This is just a random example, I just wonder how to solve linear homogeneous recursion relations.
If we say that $b_n = b_{n−1} + 2b_{n−2}$ and $b_1 = 1$ and $b_2 = 2$, how do I find the equation for this linear homogeneous recursion relation of second degree, and find its roots?
Here is a hint for you to further move on with solving your recursion relation.
Let us say that we have a relation of the form $pa_{n} = qa_{n-1} + ra_{n-2}$. We have to find the $n^{th}$ term of the sequence $a$. For such relations, we write a characteristic equation of the form $px^2 - qx - r = 0$. For this equation we have the roots $\alpha$ and $\beta$. Hence,
$p\alpha^2 - q\alpha - r = 0$ and $p\beta^2 - q\beta - r = 0$. Multiply the first equation by $k\alpha^{n-2}$ and the second by $m\beta^{n-2}$ (where $k$ and $m$ are some constants).
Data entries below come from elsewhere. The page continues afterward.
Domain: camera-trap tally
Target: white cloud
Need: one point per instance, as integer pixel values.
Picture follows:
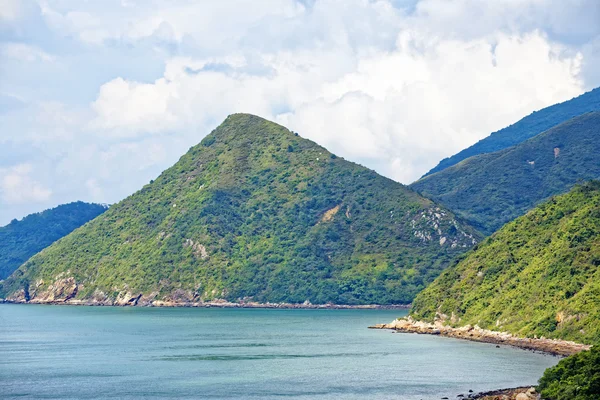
(24, 52)
(10, 9)
(398, 111)
(112, 92)
(17, 186)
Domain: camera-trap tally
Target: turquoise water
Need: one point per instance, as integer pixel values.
(105, 352)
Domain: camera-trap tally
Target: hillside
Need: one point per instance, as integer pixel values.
(538, 275)
(253, 212)
(526, 128)
(491, 189)
(20, 240)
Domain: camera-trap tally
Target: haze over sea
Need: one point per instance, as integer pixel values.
(108, 352)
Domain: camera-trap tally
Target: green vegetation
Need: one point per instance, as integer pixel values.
(574, 378)
(526, 128)
(20, 240)
(491, 189)
(256, 212)
(537, 276)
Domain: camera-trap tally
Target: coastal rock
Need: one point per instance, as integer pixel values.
(475, 333)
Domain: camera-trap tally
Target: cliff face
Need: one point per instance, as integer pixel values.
(255, 213)
(537, 276)
(490, 190)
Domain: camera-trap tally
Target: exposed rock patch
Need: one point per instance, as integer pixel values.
(477, 334)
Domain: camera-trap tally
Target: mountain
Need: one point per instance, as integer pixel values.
(20, 240)
(575, 378)
(491, 189)
(528, 127)
(254, 212)
(538, 275)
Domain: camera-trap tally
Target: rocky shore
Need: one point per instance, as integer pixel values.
(477, 334)
(522, 393)
(202, 304)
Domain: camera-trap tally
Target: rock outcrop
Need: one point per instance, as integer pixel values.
(477, 334)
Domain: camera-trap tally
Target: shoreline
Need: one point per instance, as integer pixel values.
(214, 304)
(555, 347)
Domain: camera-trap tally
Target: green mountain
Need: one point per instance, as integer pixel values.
(575, 378)
(526, 128)
(491, 189)
(20, 240)
(538, 275)
(253, 212)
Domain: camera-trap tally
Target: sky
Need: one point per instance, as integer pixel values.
(97, 97)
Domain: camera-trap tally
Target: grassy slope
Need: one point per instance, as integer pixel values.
(526, 128)
(574, 378)
(253, 197)
(491, 189)
(538, 275)
(20, 240)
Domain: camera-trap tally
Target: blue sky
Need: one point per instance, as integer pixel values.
(97, 97)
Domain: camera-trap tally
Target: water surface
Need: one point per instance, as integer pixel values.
(67, 352)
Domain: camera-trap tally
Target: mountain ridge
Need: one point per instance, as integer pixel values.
(253, 213)
(21, 239)
(489, 190)
(527, 127)
(538, 276)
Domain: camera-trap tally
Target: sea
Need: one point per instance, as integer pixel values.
(78, 352)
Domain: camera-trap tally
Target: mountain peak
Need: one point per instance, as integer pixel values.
(253, 212)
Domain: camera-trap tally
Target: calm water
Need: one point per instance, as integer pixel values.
(106, 352)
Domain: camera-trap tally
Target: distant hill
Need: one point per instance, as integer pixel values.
(19, 240)
(526, 128)
(491, 189)
(254, 212)
(538, 275)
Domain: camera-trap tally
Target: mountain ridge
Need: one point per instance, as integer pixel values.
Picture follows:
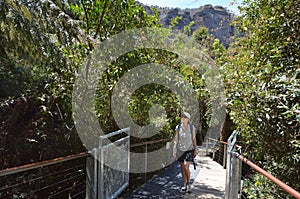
(216, 19)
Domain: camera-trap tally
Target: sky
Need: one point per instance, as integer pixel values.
(229, 4)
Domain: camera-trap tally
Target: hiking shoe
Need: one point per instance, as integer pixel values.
(184, 188)
(188, 188)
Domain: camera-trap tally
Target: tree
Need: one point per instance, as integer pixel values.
(262, 77)
(42, 44)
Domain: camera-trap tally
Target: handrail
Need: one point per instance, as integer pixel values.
(150, 142)
(41, 164)
(223, 142)
(281, 184)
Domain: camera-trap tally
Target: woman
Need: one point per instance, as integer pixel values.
(185, 148)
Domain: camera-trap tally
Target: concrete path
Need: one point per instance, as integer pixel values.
(208, 181)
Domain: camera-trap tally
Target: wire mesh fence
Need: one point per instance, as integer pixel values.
(60, 179)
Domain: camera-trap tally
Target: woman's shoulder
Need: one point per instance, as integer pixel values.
(177, 127)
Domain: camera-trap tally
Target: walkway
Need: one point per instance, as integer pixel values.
(208, 181)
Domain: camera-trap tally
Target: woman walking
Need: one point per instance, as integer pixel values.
(185, 148)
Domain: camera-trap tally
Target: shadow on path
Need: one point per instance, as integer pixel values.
(166, 184)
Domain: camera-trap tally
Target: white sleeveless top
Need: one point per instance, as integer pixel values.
(185, 140)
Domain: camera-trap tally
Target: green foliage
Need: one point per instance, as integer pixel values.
(262, 78)
(42, 45)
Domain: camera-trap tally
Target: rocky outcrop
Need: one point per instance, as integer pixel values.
(215, 18)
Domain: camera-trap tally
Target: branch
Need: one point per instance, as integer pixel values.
(101, 19)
From doing this, you would get the two equations,
$p(k\alpha^n) - q(k\alpha^{n-1}) - r(k\alpha^{n-2}) = 0$
$p(m\beta^n) - q(m\beta^{n-1}) - r(m\beta^{n-2}) = 0$
By adding the 2 equations, you would see that $a_n = k\alpha^n + m\beta^n$ will satisfy the recursion.
Now by using the initial conditions, one can find the values $k$ and $m$. I leave the rest for you to solve.